Remember the sinking feeling in the pit of your stomach when you made a really bad choice in life? Something you knew, as you where doing it, would all go bad?
To my deep regret, after lots of pleading and begging, I let the young gentlemen from our last post borrow a pair of Riedel glasses to aid in his anticipated romantic liaison. Bad move – really, really bad move on my part. Just how bad it was going to get, I had no idea. But I had that sinking feeling as I agreed to lend them out.
Sunday morning I got a phone call asking where he could buy some of these wonderful glasses – he hadn’t been able to find any quite the same thing at the nearby dollar store. Having at that point only downed one cup of coffee and it still being rather early in the day, I didn’t pick up on the subtle messages being sent. I gave him the names of a few shops where he could find said glasses. Before I could ask him how the wine pairing with the object of his amorous desire went, the phone went dead.
Half way through my second cup of coffee, a voice mail arrived. Something was wrong with the glasses. I knew it would all become frighteningly self-evident soon. I was thinking of all the evil, nasty jobs I could give this guy when he next came onto my crew as a movie greensman.
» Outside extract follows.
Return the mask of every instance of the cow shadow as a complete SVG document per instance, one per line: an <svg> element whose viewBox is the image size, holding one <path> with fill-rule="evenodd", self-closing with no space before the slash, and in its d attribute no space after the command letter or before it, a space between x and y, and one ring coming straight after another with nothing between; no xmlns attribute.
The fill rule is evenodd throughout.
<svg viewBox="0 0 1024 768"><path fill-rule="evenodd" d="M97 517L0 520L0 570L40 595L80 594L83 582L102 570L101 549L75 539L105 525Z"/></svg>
Digging ditches in a filthy, smelly swamp was the first thought that came to mind. I’ll forego mentioning some of the ones that came later.
A few hours later, the phone rang. Would I be home for a while? The young man wanted to return my wine glasses and two-stage corkscrew. All my evil thoughts dissipated. How little I knew.
He arrived carrying a Riedel box containing a brand new glass. I took one glance at the other glass and my worst fears were realized. Bright red lipstick – the brightest red lipstick I’ve ever seen. Now I know lipstick on crystal is hard to remove without using some form of nasty cleaning stuff, but this lipstick must be part Crazy Glue. It will just not come off.
His wallet – as he showed me – was empty. He’d already cashed in his beer cans, gathered up all his spare change, and borrowed some money from his mom to avoid the wrath he knew was coming his way. After beating on his head and shoulders for a while, he agreed another glass would becoming my way soon – not in the next ten minutes like I wanted, but by the end of the week. My visions of sending him into swamps became more focused.
Please, if there is any one who can tell me how to get the lipstick off, I would be grateful. If it involves a dishwasher, I’m out of luck as I am the dishwasher here. Meanwhile the red-rimmed glass sits on the counter.
Okay, so is this where I get to say “I told you so”? No, of course not! When Frank announced he was going to actually loan out prized glasses, I merely made a mild mannered comment. “Oh, it rather surprises me that you’d agree.” What self-control – on my part, not his. He is, after all, the one who agreed.
Now you have to understand Frank’s hatred of lipstick is… intense. Lipstick of any colour has been know to send him into a tirade usually prefaced by something along the lines of “Don’t they know it’s whale blubber they’re putting on my glasses?” Red lipstick? You get the picture.
For now, I’ll content myself to surreptitiously smiling every time I see the red-rimmed glass perched regally on the counter. Mind you, I do have a interior designer friend who is well known for her love of using everyday objects to create unique, artsy accent pieces like lampshades or sculptured plant pots or picture frames. Perhaps I’ll pop by with some old lipstick tubes. After all, Frank’s birthday is just around the corner.